The village of Dois Rios is home to one church, two restaurants, zero grocery stores, and about 90 residents living among dozens of buildings that are being swallowed by the tropical forest. It sits 100 miles west of Rio de Janeiro on the southern coast of a rugged, largely untouched island called Ilha Grande, where a small plain breaks the mountainous landscape.
Despite the lush, encroaching canopy, the buildings are not hard to find. They are scattered among the eerily empty streets—cars are banned in Ilha Grande, and Dois Rios can be so quiet you can hear your footsteps—that stretch between the foothills and the white sandy beach, where two rivers flow into the Atlantic Ocean, giving the village its name (Dois Rios means “Two Rivers” in Portuguese). Tropical vegetation has grown inside many abandoned houses, making the paint flake and the ceilings crumble. The forest has reclaimed the old soccer pitch, now an impenetrable grove. The old main square has turned into a meadow, and the old obelisk in its center sticks out of the tall grass.
Locals go about tranquil lives at this edge of the world. “It’s a very quiet place,” says Moises, a middle-aged street vendor who asked to be identified with his first name. “It’s good for the second part of your life.” Moises makes a living selling food and drinks to the tourists who visit Dois Rios’s beach. They usually arrive from Abraão—the only sizable village in Ilha Grande, on the north coast—taking a two-hour hike on a dirt road that serves as Dois Rios’s only land connection. […]
As he holds a metal cup from which he sips chimarrão—a hot, bitter infusion that is southern Brazil’s answer to Argentinian yerba mate—Moises concedes that young people wouldn’t find Dois Rios exciting. “There are no jobs, there is nothing to do,” he says. There is also no phone signal, and he uses a yellow two-way radio to reach his supplier.

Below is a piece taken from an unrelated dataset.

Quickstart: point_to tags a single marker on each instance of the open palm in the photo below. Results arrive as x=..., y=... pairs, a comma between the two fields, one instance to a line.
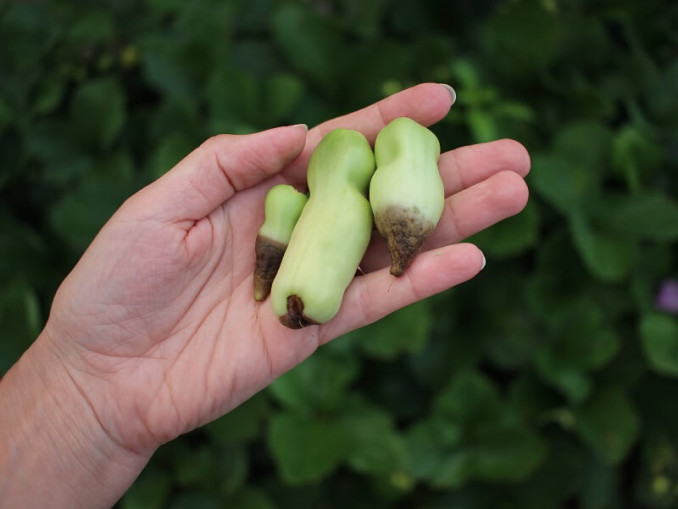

The reason why Dois Rios feels like a ghost town, but one that hasn’t quite died yet, lies in an imposing white building at the end of town, opposite the start of the dirt road to Abrãao. This place, which now houses a small museum, is what remains of one of Brazil’s most significant prisons, most recently known as the Instituto Penal Candido Mendes. Its walls keep Dois Rios’s darkest secrets.